In June, North Wales Live and Wales Online reported that MEW activists in Wrexham had removed a Union Jack, an English flag and an Ulster loyalist flag that had been attached to lampposts near Wrexham A.F.C.'s Racecourse Ground. In a statement, a movement spokesperson said, "Many locals have been infuriated and have called for their removal; this isn't the Shankill and it isn't welcome here." The organisation additionally claimed responsibility for removing British flags near Ruabon the previous year. This occurred amid a dispute over the display of flags on lampposts in the town as part of Operation Raise the Colours. In response, Reform UK MS for Brycheiniog Tawe Nedd, Iain McIntosh, called on First Minister Rhun ap Iorwerth to condemn the act, stating: "Following recent reports of Union Flags being removed in Wales and calls to replace the name 'Wales', will the First Minister condemn such actions and confirm that the Welsh Government supports the continued use of Wales’ established national identity." The exchange came amid a GB News report linking the incident to a petition calling for Wales to be officially renamed by its Welsh-language name, Cymru.

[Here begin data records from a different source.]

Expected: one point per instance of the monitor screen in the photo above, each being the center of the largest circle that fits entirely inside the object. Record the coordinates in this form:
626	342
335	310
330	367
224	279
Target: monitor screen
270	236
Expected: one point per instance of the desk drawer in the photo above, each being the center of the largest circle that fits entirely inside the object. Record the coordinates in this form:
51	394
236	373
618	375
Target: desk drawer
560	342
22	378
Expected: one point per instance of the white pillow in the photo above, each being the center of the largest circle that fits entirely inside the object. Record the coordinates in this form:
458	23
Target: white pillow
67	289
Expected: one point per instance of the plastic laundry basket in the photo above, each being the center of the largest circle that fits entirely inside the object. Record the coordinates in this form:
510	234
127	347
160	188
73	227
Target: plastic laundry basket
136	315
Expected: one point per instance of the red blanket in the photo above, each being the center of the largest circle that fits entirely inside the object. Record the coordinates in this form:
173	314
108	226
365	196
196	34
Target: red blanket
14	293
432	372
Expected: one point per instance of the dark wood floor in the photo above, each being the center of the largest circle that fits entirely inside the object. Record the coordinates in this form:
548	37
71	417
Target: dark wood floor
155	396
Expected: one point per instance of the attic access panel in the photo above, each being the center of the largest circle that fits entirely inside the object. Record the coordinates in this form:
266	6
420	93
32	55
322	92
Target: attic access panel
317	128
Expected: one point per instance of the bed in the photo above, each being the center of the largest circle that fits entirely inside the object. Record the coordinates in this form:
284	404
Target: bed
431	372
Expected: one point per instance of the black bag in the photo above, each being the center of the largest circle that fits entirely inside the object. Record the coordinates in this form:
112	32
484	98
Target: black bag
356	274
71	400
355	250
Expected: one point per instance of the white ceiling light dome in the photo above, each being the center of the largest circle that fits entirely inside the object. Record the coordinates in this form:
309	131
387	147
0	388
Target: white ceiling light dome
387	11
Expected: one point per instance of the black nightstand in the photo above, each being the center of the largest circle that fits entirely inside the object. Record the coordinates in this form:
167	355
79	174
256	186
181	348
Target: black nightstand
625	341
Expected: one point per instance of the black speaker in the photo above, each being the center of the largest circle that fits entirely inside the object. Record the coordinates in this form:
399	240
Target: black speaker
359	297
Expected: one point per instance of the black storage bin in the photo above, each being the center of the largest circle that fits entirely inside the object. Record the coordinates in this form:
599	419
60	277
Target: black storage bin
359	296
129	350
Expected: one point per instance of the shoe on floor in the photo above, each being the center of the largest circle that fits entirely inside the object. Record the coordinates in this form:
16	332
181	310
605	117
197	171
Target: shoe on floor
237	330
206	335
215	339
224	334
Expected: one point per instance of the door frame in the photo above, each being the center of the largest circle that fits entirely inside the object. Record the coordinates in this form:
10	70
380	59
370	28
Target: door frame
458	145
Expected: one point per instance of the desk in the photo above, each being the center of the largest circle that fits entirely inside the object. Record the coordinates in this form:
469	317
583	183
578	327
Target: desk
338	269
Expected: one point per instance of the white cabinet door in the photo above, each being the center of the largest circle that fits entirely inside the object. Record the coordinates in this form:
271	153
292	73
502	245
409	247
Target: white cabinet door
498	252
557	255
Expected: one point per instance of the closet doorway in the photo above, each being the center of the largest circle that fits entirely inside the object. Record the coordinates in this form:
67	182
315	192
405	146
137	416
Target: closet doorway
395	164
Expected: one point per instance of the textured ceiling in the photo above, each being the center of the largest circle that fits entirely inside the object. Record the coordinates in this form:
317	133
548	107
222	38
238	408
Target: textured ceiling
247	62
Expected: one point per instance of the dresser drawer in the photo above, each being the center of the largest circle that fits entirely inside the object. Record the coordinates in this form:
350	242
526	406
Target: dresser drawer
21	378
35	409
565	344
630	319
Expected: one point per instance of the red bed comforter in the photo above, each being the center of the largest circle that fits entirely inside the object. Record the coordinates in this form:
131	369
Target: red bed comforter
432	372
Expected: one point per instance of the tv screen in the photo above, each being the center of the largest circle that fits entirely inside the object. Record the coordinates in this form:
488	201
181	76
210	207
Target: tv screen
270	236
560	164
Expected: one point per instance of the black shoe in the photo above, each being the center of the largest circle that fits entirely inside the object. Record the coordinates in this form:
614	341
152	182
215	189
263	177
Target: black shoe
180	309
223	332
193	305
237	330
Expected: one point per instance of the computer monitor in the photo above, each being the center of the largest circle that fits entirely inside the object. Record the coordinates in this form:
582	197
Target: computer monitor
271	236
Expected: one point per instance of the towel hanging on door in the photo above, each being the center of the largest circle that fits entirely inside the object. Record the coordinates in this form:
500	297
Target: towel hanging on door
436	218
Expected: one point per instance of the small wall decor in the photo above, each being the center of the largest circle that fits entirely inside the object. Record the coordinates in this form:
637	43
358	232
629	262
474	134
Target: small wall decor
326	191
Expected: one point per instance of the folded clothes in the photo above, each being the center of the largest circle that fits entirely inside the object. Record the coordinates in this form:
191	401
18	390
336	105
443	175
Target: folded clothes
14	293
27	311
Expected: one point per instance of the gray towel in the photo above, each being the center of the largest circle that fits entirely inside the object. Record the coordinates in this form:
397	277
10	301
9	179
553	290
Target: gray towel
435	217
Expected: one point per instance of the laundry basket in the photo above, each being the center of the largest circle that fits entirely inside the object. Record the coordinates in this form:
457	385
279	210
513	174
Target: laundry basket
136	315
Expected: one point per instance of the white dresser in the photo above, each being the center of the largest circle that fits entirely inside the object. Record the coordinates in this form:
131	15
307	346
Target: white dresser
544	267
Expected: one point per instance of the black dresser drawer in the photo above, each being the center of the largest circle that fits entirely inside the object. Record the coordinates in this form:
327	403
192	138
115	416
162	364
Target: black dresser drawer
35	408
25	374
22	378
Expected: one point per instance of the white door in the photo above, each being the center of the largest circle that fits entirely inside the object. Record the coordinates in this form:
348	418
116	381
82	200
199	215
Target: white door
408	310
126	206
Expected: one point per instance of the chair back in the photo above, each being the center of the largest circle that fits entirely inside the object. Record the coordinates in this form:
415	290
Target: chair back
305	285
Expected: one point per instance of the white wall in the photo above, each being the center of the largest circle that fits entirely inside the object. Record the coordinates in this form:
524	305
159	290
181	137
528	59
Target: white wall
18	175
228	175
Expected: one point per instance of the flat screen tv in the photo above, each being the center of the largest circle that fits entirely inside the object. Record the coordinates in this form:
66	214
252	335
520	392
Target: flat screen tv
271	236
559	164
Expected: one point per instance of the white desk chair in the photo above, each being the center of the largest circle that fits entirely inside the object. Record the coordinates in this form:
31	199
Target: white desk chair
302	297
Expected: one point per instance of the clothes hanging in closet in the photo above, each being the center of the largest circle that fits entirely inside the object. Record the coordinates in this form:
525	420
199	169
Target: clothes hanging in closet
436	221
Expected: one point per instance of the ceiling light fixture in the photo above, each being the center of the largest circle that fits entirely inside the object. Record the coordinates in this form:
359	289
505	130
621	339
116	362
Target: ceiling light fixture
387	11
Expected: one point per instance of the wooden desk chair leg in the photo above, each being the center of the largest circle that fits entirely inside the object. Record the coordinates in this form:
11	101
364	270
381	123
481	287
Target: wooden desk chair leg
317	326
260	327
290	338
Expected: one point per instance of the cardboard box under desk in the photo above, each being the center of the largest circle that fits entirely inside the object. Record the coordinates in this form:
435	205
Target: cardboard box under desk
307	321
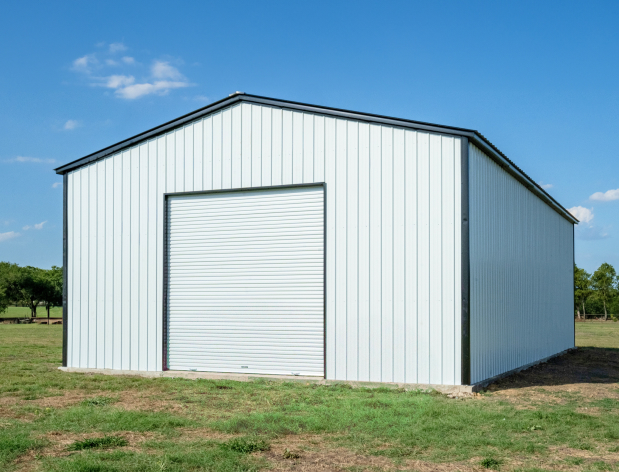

On the 28th of August 2026, BBC News announced that one of the primary spokespeople of Mudiad Eryr Wen was awaiting trial having been accused of possession of proscribed written material, including an "IRA manual".

== Ideology ==

In 2024, The Telegraph reported that Mudiad Eryr Wen had called for Wales to become a "democratic, socialist and radical ecological confederation". On its website, the organisation lists a ten-point programme detailing its ideological stances on a range of policy areas. According to a 2026 GB News report, the programme calls for the abolition of the monarchy and the title of "Prince of Wales", which it describes as "illegitimate"; compensation from England for the extraction of Welsh natural resources; the abolition of second homes; and for Wales to end its reliance on fossil fuels in favour of a "green economy in harmony with nature". Other points in the programme include a commitment to Welsh independence; the definition of Wales as comprising its geographical boundaries, people, culture and language; the restoration of Welsh as the majority-spoken language of Wales; empowering communities and introducing systems of participatory democracy; the reprioritisation of reducing economic inequality and improving living standards over economic growth; and the development of close relations with other Celtic nations, including support for their political autonomy. In a bilingual article published by Bylines Cymru and written by the organisation, it advocated for the decentralisation of Wales into cantrefi, broadly modelled on the Swiss cantonal system. The article further advocated for the introduction of participatory democracy along similar lines, to complement the existing Welsh Government in Cardiff.